# 2007 26Rs In Wa State For Sale



## Scott Z. (Jul 13, 2006)

Well, we've got to the point that the kids are getting bigger and my wife is not comfortable towing the trailer on her own so our awesome 26RS is for sale. We will probably move into a motorhome. My wife is a fanatic on cleanliness so the inside is in great shape, if not immaculate. Still has that new smell. 4 bunks up front, queen rear slide. This is a one owner trailer. Weight is just over 5200 lbs dry. Equilizer hitch and anti-sway bars.

Cons: 
*** outside faucet has freeze damage and doesn't work
*** black tank spray out (added at purchase) leaks, I believe it may have froze one winter when I forgot to blow it out
*** upper left corner of the nose is starting to delaminate around the upper light. It has not progressed in the last 18 months

$10,500

Photos available

Also available is our tow vehicle - 2001 Ford E350 XLT 15 passenger van. 6.8l V10 powerhoise engine with 91,000 miles. Some dents. Tires are D rated and have 3000 miles on them.

$6500


----------



## 4H1DinaOB (Jan 5, 2006)

Friends of mine are looking for an Outback and I saw this one but concern about some of the issues. Have you gotten any estimates on fixing? 
thanks,
Jonathan


----------



## Scott Z. (Jul 13, 2006)

4H1DinaOB said:


> Friends of mine are looking for an Outback and I saw this one but concern about some of the issues. Have you gotten any estimates on fixing?
> thanks,
> Jonathan


I haven't.
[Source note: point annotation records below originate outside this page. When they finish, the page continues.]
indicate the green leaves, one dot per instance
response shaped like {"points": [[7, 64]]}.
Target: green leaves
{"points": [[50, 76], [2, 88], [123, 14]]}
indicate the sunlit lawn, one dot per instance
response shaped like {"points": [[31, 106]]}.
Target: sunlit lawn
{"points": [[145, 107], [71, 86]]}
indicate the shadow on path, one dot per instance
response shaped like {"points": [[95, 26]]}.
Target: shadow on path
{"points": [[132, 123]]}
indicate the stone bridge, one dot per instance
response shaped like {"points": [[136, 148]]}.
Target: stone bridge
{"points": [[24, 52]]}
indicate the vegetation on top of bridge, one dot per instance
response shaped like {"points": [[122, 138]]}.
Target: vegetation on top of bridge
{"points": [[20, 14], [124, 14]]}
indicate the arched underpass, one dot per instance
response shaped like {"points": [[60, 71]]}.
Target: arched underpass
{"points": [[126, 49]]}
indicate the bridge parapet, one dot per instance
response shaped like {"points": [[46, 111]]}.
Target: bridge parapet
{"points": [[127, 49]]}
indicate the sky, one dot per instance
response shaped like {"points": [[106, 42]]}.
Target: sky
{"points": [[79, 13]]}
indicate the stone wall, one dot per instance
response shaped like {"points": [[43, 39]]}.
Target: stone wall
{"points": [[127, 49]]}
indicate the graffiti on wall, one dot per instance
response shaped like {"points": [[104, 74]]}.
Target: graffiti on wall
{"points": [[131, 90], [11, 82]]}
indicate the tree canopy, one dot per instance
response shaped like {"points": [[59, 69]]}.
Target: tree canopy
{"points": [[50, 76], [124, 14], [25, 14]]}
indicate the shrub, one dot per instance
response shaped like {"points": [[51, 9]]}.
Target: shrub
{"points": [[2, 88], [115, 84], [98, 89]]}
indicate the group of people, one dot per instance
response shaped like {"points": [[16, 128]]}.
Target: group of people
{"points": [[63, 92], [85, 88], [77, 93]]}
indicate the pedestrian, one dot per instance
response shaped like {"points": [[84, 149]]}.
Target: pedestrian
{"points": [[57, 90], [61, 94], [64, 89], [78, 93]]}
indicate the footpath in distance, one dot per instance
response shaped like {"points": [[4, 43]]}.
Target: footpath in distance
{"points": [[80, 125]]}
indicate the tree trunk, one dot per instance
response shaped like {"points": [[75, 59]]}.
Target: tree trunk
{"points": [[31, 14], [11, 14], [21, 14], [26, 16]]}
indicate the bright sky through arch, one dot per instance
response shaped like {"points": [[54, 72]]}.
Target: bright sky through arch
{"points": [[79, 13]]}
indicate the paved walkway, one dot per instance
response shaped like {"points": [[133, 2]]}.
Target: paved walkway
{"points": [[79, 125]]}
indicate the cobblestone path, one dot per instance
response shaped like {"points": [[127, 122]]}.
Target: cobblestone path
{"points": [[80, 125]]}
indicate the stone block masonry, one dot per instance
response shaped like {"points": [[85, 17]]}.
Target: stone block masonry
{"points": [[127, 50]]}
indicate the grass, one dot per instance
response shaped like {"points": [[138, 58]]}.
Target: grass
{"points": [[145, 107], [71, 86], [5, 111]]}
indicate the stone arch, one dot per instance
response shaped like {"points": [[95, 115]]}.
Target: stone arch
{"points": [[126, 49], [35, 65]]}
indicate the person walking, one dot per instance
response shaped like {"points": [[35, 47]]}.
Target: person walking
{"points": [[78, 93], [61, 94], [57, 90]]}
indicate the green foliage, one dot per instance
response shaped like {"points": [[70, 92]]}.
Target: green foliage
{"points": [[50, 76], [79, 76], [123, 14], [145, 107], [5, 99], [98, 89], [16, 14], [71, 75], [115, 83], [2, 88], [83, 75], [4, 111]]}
May be that I talked with your friends - it was someone from Portland. We took photos in - the shop said the outside faucet shouldn't be a big deal. The line is capped and we just don't use it. The black tank spray out was an optional item we had installed when we purchased the trailer. Again, we just don't use it so it hasn't been an issue for us.


----------